Cahiliye dönemindeki üç büyük put, Lât, Manat ve Uzza demokrasi adına
savunulmalıdır. Lât otorite, Uzza güç, Manat da paradır.
* * *
On
yılımız, AKP iktidarı ile geçti. Neredeyse bir kuşak, bu gerçekte yetişti.

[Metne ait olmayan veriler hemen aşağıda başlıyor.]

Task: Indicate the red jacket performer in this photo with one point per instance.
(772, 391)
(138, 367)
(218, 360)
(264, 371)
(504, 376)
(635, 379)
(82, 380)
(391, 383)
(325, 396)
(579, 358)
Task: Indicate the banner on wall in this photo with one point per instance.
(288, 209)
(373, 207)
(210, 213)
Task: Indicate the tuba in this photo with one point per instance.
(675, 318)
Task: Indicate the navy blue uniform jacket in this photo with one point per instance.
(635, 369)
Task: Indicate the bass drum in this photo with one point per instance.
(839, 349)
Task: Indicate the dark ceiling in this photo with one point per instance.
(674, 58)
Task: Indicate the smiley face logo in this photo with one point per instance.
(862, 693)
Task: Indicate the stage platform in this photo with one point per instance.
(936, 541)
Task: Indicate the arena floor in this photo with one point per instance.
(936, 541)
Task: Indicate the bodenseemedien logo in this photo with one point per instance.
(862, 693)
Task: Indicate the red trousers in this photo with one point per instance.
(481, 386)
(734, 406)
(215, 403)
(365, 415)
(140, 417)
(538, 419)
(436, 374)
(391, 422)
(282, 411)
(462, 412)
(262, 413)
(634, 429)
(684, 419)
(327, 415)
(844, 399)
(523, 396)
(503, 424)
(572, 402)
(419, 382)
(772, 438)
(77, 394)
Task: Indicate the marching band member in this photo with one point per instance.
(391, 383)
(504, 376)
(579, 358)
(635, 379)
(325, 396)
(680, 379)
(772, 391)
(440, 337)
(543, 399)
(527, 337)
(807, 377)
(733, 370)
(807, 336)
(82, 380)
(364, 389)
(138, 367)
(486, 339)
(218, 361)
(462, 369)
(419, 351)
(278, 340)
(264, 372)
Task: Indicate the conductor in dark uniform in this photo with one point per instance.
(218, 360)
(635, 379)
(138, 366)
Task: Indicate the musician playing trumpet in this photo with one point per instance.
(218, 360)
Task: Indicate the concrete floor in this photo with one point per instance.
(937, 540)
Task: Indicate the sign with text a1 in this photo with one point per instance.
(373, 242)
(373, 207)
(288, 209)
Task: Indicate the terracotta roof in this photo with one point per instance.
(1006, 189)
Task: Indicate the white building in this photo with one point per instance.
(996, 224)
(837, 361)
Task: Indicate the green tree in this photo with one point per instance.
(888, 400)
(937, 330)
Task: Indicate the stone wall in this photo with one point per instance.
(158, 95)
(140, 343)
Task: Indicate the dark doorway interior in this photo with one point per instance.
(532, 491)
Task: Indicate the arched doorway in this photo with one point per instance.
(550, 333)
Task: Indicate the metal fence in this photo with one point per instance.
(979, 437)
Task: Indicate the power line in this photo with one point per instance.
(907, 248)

Solun bu iktidara karşı mücadelesi ise Erdoğan-Apo eleştirileri üzerinden,
Müslüman ve Kürd düşmanı olan tarafa kaçmasıyla tanımlı. Yani sol, Müslüman’a karşı
eski laikliğini, Kürd’e karşı Türklüğünü daha fazla hatırladı, kendisini burada
kurdu. Devlete daha fazla bağlandı.
Tersi
de var: bir kesim de Müslüman ve Kürd’ü başarıcılık üzerinden istismar edip,
yol almaya çalıştı. Bu başarıcılık, Müslüman ve Kürd’den hiçbir şey
öğrenmemenin kılıfıydı. Müslüman ve Kürd içinden belirli kesimlerse, rekabet
için solun mülkiyetini istismar etmeyi kurtuluş addettiler.
* * *
İştirakî’nin
mütevazı ve naçiz mevcudiyeti, tam da burada tanımlı aslında. O, söz konusu
yönelimleri sol içerisinden dışarı çıkarak görmenin ve bu meyle dönük
“devrimci” bir müdahalenin adı.
İştirakî, devletten
ya da demokrasiden değil, devrimden yanalığın cılız aklı, eksik ruhu.
* * *
Bugün
söz konusu laiklik, solu daha fazla modernist ve aydınlanmacı kıldı. Mevcut
Türklük, onu daha fazla devlet kanalına soktu. Bu gelişmeler, esas olarak birey
kılıfı altında gizlendiler. Görünmez, bilinmez oldular. Yani, bireyliğini
koruyup, anlamlı iş yaptığını zannedenler, örtük ve dolaylı olarak,
burjuvazinin ve devletin müdafaasına nefer kılındılar.
Sol,
“kahramanlık fazla metafizik, fazla dinsel” diyerek geçmişine, geçmişindeki
devrimci kahramanlara küfreder hâle geldi. Oysa “kahraman”, Farsça kökenli ve
“ferman yazan” demek oluyordu. Osmanlı’nın baldırıçıplak asilerinin dilinde
devrimci bir şiara dönüşen “ferman devletinse dağlar bizimdir” cümlesini
varlığı ile somutlayanların indirdiği bir vahiydi bu.
Ama
AKP gerçeğinde solun maddî planda böylesi bir metafiziğe, vahye ve kelâma karşı
daha fazla alerjisi vardı. Sol, putların demokrasisini o putları yıkanın
fermanına tercih ediyordu. Başkaldırmadan “varın benim farkıma” diyordu özetle.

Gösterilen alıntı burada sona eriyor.